Wednesday, March 14th. The 22nd day of Lent.

I suppose there are numerous ways this could play itself out, but the point is that you and I cannot know what realities exist beyond our feeble powers of observation. Voyager has been traveling for 35 years and is just now leaving our solar system. And it’s not like Voyager has done a thorough job of mapping things along the way. Once you get a little ways out beyond earth, our ignorance is laughable.

Let’s face it. We don’t know much. We can’t see very far. And the farther away we look the farther back in time we see, which sounds cool until you realize that there is simply no physical way you and I can keep up with current events even in our own galaxy. And there is a LOT more out there beyond the Milky Way.

So okay, like I said, I see a few ways this could go. Tonight I’ll mention just one of them.

All of the prayers, hopes, dreams, rituals, acts of altruistic benevolence, cups of cold water offered to neighbors, all of our glorious myths that were thousands of years in the making with their subtle layers of meaning and symbol, the decades and decades of silence offered by monks of various faiths, the wisdom of accumulated years of human spiritual seeking, all of it has been continually rising up from humanity since humans first walked the earth. And it’s going nowhere. It is received – well not even received really, more like swallowed – by a cold, impersonal Cosmos. Which is to say that the only reality behind our spiritual offerings is any physical reality they might have. Which is to say that a certain amount of well-intentioned but ultimately futile heat rose and was dissipated into a reality so unthinkably vast that it’s as if all of that stuff never really existed.

It’s kind of like pissing into the Pacific Ocean and wondering if the temperature of the water changed.

That very well could be the deal.

In that case, I really don’t know what to make of all of the religious stuff we do. I mean, throw out all the hypocritical, self-serving, awful mess that often passes for religion these days. As Jesus once observed, they sought present and physical rewards and they got them. But it’s the other stuff that gets to me. The beauty of a truly human myth that arose from collective experience and consciousness over time. The absolutely lovely saint-like lives that are born out of a devotion to a higher intelligence and meaning. The passionate feeling down inside so many of us that whispers “you aren’t alone.” All of it. I truly don’t know what to do with it.

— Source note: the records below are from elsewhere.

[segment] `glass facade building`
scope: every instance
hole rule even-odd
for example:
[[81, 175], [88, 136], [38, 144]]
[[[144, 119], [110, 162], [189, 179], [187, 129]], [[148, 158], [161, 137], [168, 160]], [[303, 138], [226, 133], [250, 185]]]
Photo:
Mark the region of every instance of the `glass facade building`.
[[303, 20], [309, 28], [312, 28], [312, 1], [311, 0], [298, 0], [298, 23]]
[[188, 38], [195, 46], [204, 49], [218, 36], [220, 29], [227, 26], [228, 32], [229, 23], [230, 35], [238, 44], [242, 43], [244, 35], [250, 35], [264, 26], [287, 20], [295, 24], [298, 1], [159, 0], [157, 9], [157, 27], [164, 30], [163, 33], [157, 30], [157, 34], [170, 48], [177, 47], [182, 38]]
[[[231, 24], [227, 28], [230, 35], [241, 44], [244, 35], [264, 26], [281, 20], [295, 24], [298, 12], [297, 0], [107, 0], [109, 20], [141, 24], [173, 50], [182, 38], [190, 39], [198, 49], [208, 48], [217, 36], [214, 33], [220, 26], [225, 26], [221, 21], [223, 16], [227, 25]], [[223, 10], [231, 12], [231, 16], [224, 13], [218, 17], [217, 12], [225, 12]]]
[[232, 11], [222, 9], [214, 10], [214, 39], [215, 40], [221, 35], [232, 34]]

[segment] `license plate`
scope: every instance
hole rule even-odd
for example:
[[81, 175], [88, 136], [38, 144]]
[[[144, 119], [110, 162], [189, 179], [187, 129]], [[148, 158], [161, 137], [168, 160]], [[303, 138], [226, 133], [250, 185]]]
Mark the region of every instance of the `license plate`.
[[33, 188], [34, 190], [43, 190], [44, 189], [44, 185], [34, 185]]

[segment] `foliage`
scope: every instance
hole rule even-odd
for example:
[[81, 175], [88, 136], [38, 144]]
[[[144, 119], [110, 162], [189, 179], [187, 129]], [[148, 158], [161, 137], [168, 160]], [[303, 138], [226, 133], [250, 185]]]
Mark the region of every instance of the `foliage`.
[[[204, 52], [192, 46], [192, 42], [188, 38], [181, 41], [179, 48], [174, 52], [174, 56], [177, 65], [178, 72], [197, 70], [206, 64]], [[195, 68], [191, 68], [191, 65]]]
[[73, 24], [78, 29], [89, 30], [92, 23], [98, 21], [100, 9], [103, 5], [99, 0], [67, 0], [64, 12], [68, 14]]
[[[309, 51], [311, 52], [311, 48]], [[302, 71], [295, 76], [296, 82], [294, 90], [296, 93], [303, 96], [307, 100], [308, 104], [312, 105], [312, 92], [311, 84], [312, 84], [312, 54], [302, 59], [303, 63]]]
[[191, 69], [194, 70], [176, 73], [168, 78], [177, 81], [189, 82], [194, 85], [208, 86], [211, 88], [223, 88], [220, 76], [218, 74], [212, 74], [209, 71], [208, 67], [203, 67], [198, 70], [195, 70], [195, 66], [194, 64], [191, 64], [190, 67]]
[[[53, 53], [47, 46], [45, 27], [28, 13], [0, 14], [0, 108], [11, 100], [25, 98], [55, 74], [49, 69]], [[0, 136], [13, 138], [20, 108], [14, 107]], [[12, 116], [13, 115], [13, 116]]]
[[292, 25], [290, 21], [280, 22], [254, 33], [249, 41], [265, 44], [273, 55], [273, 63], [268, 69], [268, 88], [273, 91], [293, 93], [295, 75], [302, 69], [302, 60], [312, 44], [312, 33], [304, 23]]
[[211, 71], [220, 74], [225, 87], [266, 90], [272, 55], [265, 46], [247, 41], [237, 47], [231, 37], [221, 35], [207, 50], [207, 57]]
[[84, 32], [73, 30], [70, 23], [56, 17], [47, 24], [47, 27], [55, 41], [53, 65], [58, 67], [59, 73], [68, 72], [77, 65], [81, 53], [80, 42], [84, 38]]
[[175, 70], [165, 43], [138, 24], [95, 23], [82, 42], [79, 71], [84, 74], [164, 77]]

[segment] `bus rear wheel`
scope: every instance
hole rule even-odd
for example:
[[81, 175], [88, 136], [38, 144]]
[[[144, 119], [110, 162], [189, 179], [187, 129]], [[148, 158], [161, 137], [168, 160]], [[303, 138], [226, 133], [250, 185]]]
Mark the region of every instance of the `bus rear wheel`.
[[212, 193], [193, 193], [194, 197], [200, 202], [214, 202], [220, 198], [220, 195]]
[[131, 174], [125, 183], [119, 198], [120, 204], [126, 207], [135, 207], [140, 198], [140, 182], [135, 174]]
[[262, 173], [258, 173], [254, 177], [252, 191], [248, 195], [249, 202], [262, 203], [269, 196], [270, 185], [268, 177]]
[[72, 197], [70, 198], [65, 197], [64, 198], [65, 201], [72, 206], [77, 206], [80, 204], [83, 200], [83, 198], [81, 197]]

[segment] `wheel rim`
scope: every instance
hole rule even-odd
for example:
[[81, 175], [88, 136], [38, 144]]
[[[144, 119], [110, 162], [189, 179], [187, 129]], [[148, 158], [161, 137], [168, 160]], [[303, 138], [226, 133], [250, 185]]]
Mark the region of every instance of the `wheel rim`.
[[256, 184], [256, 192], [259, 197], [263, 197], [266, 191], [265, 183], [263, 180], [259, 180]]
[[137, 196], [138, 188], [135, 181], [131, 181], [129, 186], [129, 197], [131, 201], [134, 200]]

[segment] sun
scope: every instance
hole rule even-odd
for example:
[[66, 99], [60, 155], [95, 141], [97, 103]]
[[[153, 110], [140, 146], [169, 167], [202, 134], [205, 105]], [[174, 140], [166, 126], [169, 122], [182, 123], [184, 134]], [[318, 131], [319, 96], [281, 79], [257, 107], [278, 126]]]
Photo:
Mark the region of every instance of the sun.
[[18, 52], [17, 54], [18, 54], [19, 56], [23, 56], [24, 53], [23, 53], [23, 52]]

It kind of becomes – to my way of thinking – the largest work of poetry or performance art ever imagined. Millennia in the making, if taken all together, it certainly is quite an artistic and essentially human thing.

So I guess I’m on board with it. I’m all in. And I say that knowing there is a serious possibility that the spiritual stuff is ultimately not going to come to anything. I’m not just playing along either. I’m not talking about some cheap and easy Pascal’s Wager. I’m giving a pretty damn big chunk of my life to this thing, this spiritual impulse, this gigantamongous performance art thing, whatever it is.

“Can you believe Gordon, he really believes this shit.”

“I know, what the hell, right?”

So is there anything from the other side of the ledger worth mentioning? Small stuff, mostly. Kind of personal, embarrasing stuff that I say so softly you have to ask me to speak up.

I SAID, it’s making my heart sing, if you must know. And my heart beats faster when I think of the joy I’ll feel at the first allelujah we’ll shout on Easter Sunday. That’s something, isn’t it? It’s not nothing when you feel something in your heart, a powerful, shaking joy that seems to come, strangely enough, from feeling small and giving yourself to something beyond? It makes me cry a little because of the silly humanity behind it all, even more so if we all turn out to be complete fools because there’s nothing out there.

So yeah, okay. I’m in. But you already knew that about me. And that’s not the point of this. I’ve just been imagining how this thing could play itself out.

And of course, there are other scenarios we might imagine, right?